Abspecken bei Liegenschaften

„Unsere investiven Spielräume gehen zurück, deshalb werden wir in den kommenden Jahren schwierige Diskussionen zu führen haben“, sagte der Stadtdekan und kündigte an, die Liegenschaften der Kirche stärker unter die Lupe zu nehmen. Konkret machte diese Absicht die Verwaltungschefin des Dekanats, Regina Neuhöfer. Sie wies darauf hin, dass viele Gebäude sanierungsbedürftig seien, aber eine Vielzahl dieser Baumaßnahmen nicht vom Stadtdekanat finanziert werden können. „Wir müssen unseren Bestand an Liegenschaften kritisch hinterfragen und wo es möglich ist, auch reduzieren, um unsere Bedarfe mit den finanziellen Möglichkeiten in Einklang zu bringen“, sagte Neuhöfer.
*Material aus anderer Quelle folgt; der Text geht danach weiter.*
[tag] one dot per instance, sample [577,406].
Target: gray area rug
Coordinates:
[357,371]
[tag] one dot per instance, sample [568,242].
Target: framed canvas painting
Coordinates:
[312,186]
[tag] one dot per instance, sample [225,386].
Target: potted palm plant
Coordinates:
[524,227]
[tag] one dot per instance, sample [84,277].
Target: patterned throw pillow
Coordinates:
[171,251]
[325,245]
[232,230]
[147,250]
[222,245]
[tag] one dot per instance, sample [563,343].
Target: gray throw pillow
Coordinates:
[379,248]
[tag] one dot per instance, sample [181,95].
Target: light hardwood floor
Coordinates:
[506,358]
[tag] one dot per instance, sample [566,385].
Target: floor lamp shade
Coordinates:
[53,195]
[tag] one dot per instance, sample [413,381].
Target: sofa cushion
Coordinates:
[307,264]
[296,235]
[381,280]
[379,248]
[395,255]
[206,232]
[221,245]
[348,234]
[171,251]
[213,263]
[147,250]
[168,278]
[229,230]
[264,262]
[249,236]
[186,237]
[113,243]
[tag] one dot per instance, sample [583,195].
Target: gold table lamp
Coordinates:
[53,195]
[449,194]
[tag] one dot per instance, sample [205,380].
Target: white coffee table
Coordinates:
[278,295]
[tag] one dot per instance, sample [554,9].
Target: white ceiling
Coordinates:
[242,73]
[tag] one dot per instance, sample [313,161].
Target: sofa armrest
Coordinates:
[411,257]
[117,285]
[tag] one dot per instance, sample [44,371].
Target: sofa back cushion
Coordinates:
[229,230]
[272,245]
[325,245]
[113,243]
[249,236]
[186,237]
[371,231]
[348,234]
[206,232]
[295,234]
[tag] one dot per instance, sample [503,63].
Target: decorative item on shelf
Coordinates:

Christian Hermes ergänzte: „Wesentlichkeit und Wirksamkeit werden die entscheidenden Kriterien für die Mittelverwendung in Zukunft sein müssen.“ Auch dies sei ein Teil der Bewährungsprobe der Kirche in dieser Zeit, in der nur eines sicher sei: „Schwierige Diskussionen in den kommenden Jahren.“

Personalkosten machen den größten Anteil aus

Finanzen Der kirchliche Verwaltungshaushalt 2021 hat ein Volumen von 61 Millionen Euro (im Vergleich zu 62,7 Millionen Euro 2020), der Vermögenshaushalt liegt 2021 bei 9,7 Millionen Euro (im Vergleich zu 9,2 Millionen im Jahr 2020). Das Minus von 1,7 Millionen Euro im Volumen des Verwaltungshaushalts ist unter anderem auf eine Reduzierung der Kirchensteuerzuweisungen durch die Diözese zurückzuführen.

Ausgaben Die Personalkosten für die 1500 bei der katholischen Kirche in Stuttgart Beschäftigten sowie die 250 Honorarkräfte machen mit etwa 57 Prozent den größten Anteil bei den Ausgaben im Verwaltungshaushalt des Stadtdekanats aus.

Einnahmen Der Verwaltungshaushalt speist sich vor allem aus den Zuschüssen von Stadt, Land und Bund in Höhe von 29,8 Millionen Euro (im Vorjahr 23,1 Millionen) für die 65 katholischen Kindertagesstätten in Stuttgart mit insgesamt 185 Gruppen.